Ludwig will automatically detect and run on GPU hardware when available. To run on multiple GPUs or a cluster of GPU machines, see Distributed Training.

GPUs will dramatically improve the speed of training using the default ECD architecture. Some features types, nmely text and images, de facto require GPUs to train in a reasonable amount of time. That said, if you are only using tabular features (binary, category, number) with the default concat combiner, or are training a GBM model, you may not notice a difference without GPUs, so the utility will vary by use case.

Running on Apple Metal

Ludwig supports experimental support for Apple Metal GPUs with the Metal Performance Shaders (MPS) library. To try it out, set the LUDWIG_ENABLE_MPS environment variable when training:


It is also recommended to set PYTORCH_ENABLE_MPS_FALLBACK=1 as well, as not all operations used by Ludwig are supported by MPS.

Empircally, we've observed significant speedups using MPS when training on larger text and image models.

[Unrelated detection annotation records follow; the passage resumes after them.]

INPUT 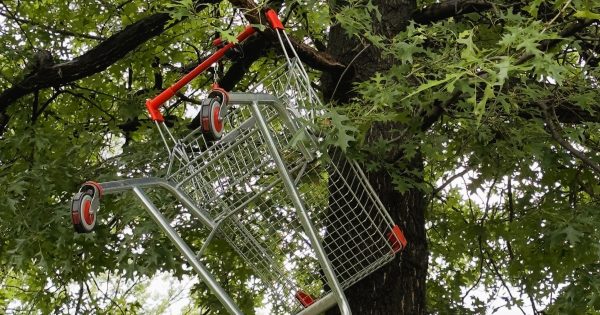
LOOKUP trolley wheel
[200,97,223,141]
[71,185,100,233]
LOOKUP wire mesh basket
[157,60,402,313]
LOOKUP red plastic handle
[265,9,284,30]
[146,26,256,122]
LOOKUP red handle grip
[146,26,256,122]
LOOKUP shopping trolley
[71,10,406,314]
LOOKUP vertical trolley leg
[252,101,352,315]
[133,187,243,315]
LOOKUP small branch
[412,0,493,24]
[230,0,345,71]
[485,251,527,315]
[421,20,594,131]
[433,169,469,195]
[539,102,600,174]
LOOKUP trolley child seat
[71,10,406,314]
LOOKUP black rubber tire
[71,189,98,233]
[200,97,223,142]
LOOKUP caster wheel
[200,97,223,141]
[71,182,101,233]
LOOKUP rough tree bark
[322,0,428,315]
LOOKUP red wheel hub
[83,200,94,225]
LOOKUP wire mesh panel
[152,61,404,313]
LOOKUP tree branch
[540,102,600,174]
[421,20,595,130]
[0,12,106,40]
[230,0,345,71]
[0,13,170,112]
[412,0,493,24]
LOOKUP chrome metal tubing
[99,177,217,229]
[296,293,336,315]
[252,101,352,315]
[132,186,243,315]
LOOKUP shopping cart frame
[71,10,406,315]
[84,93,352,315]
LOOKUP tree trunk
[322,0,428,315]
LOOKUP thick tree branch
[0,13,170,112]
[230,0,345,71]
[413,0,493,24]
[0,12,105,40]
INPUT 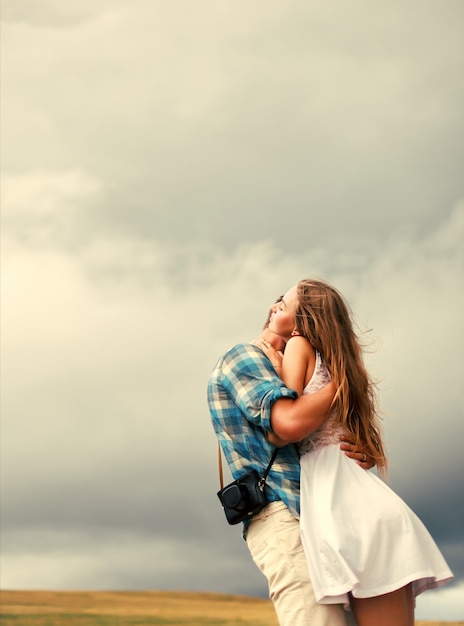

However, we also observed performance decreases using smaller tabular models, which is why we do not enable this feature by default. We recommend trying with and without to see which gives the best performance for your use case.


Avoiding CUDA OOMs

GPUs can easily run out of memory when training on large models. To avoid these types of errors, we recommend trying the following in order:

  • Setting trainer.batch_size=auto in the config (this is the current default).
  • Manually setting trainer.max_batch_size.
  • Trying a smaller model architecture.
  • Splitting the model across multiple GPUs the Fully Sharded Data Parallel strategy.

Disabling GPUs

You can disable GPU acceleration during training by setting CUDA_VISIBLE_DEVICES="" in the environment. This can be useful for debugging runtime failures specific to your GPU hardware.